For young males, coming of age is often when they do something that impresses themselves and their peers sufficiently that they "can stand on their own two feet," that they are "men" now. The actual rite of coming of age may well be a sequence of events, rather than a single act, for most boys -- and likely differs from boy to boy. In our society we don't have instituted "coming of age" beyond turning 18 or 21, the getting of a driving license, or depending on your religion, confirmation or Bar Mitzvah. In the past, coming of age may have been equated with military service. Nevertheless, it seems some boys feel the urge to demonstrate their manhood and prove themselves as men, especially those boys who've come from abusive homes or have abusive fathers.
Sometimes that "proof" comes in the form of losing virginity, and this is especially seen in language such as "boys will be boys," they are "sowing their wild oats," and even the myth that all men just want as many partners as possible. While I think there is some truth to boys wanting as many partners as possible (possibly unconsciously due to a historical evolutionary need for them impregnate as many women early on, due to a tendency for men to die young, e.g. defending the tribe), adult men tend to realize that their children have a better chance at surviving and prospering if they stick around, helping the mothers of their children to survive and raise their kids.
Evolution aside, boys still grow up with -- even in many societies where it is now much less likely they will die young defending the tribe -- the lingering idea that boys should want to have as much sex as possible: no doubt many boys feel the pressure to live up to the expectations of society, even beyond their own teenage hormones, and 'sow their oats'. Perhaps college is the first opportunity for some of those young men to do so, and perhaps this is why they feel it is somehow okay even to drug or otherwise coerce girls into having sex with them (rape).

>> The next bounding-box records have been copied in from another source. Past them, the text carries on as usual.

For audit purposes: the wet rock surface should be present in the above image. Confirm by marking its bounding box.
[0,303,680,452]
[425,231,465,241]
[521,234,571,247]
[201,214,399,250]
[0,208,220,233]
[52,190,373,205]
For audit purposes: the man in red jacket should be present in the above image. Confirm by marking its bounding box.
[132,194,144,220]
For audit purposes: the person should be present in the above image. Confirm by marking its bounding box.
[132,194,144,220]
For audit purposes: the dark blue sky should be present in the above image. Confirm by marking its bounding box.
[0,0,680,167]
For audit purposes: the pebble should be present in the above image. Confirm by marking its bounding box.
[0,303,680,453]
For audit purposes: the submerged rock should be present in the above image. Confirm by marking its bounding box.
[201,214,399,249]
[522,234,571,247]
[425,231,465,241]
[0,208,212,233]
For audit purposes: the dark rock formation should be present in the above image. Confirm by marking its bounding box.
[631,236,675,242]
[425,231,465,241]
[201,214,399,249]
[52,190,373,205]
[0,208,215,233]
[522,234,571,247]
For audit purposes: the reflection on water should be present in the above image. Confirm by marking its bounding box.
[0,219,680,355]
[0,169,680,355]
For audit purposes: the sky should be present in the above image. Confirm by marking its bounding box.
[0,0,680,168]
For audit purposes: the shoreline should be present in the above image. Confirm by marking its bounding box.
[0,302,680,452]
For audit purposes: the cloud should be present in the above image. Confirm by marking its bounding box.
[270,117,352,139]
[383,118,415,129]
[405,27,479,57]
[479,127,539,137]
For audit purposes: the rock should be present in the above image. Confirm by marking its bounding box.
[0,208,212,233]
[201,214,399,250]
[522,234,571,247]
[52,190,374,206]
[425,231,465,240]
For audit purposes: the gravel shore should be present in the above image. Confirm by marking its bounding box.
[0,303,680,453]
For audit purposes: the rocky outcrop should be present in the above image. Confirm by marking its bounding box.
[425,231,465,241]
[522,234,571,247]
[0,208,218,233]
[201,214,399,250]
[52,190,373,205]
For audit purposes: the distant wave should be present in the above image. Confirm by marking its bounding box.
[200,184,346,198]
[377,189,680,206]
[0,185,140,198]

I think it is vitally important we give up putting boys under implicit pressure -- to have sex as often as and with as many girls as possible while still young men -- via the obsession with sex in our society, even as sex is ostensibly forbidden, especially on religious grounds by many Christians.
No doubt boys feel pressure to engage in a relationship, as the usual way for boys to get regular sex from a girl. Boys learn young to feign love so they can get sex, as girls are conditioned from a young age to need a man to feel complete and so will often give sex once they have been told they are loved or given sufficient attention, despite solemn vows of abstinence.

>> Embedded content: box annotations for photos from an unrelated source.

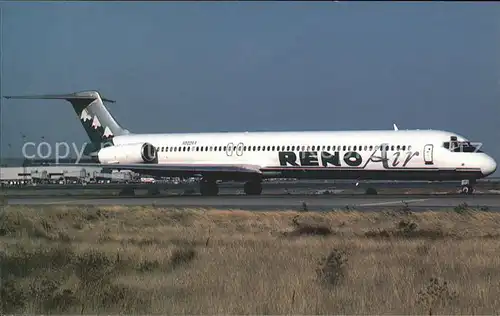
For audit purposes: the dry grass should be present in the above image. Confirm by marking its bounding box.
[0,206,500,314]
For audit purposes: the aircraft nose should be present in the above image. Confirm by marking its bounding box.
[481,156,497,177]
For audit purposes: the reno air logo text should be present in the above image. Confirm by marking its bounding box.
[278,144,420,169]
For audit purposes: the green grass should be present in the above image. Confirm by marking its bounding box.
[0,205,500,314]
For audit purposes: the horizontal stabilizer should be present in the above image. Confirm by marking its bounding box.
[4,92,116,103]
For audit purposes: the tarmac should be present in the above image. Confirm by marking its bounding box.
[7,195,500,212]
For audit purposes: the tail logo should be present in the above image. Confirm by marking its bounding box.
[92,116,101,129]
[103,126,114,138]
[80,109,92,122]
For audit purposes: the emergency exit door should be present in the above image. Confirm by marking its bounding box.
[424,144,434,165]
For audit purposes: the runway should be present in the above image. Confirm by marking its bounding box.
[7,195,500,211]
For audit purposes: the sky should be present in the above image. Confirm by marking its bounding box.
[1,2,500,170]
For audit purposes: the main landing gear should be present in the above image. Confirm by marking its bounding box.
[200,179,262,196]
[460,180,476,195]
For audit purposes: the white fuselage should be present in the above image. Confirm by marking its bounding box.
[99,130,496,180]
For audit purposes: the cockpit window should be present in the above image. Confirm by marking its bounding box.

This is an additional issue: society places an onus upon girls to refuse sex, even while boys are often absolutely insistent in demanding sex from girls. Upon reaching their teenage years, there are the mixed messages of girls being told to cross their legs and remain "good girls" while boys are implicitly or explicitly pressured to uncross as many girls' legs as possible. Society even insists that it is up to girls to protect boys from their own lust (e.g. via sexist dress codes, "purity balls" for girls and their fathers); girls are made to be responsible yet have often no tools to withstand the insistence of boys.
Even beyond simply "scoring" as much sex as possible, boys can feel overwhelmed at the prospect of maintaining a relationship with a woman. They have to demonstrate their worthiness as the ability to support themselves and a wife and children - another milestone in proving their manhood, the step of taking a wife. Also many boys have never seen successful relationships between men and women so don't know how it is done. TV is less than instructive and many men leave women they have impregnated because they just don't know how to be in a relationship. Meanwhile women are taught to be needful of a man because she's been conditioned to think she needs one to be a woman. These stereotypes are helping no one.

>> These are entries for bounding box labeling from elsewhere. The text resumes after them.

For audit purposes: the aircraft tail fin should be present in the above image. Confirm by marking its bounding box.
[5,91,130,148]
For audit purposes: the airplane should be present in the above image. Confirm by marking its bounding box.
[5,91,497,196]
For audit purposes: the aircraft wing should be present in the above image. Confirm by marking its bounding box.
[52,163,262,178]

To be financially worthy, in themselves or to take a wife, boys facing the prospect of manhood also face endless possibilities when it comes to career and lifestyle -- whereas the expectation for girls is still first and foremost to have children. Society presents girls and women have with the need to justify why they may choose not to have children, or why they might rank their careers as equal to or even more important than having families of their own. By contrast, it is rather more optional for men whether they commit to having a family, much less placing an emphasis on family equal to, much less above, that of their careers. Unlike women, there is no question of men being able to "have it all" or being "super dads."
Boys faced with unlimited choice may feel overwhelmed by the number of possibilities open to them. This may especially be daunting for boys facing the "coming of age" years into manhood. While women may feel the urge to invoke "the world's smallest violin," wishing they had such problems (girls are faced with the only option of becoming a mother), many boys lack confidence for what society expects of them. Yet boys are also told never to display fear, talk about their troubles or emotions meaningfully, or ask for help undergoing the challenge of growing into men. Society just says: GO! and the only immediate, loudly-repeated ideal of "becoming a man" society promotes is often "sow your wild oats."
Tragically, any boy or young man who feels inadequate sexually, emotionally, and/or economically (especially with the increasingly harsh economic pressures on anyone not in the flaky-most layer of society's upper crust) may find that the unrepentant, sacred ease of access to guns in the US gives a new, deadlier way to come of age: gun violence and mass shootings, especially by young men.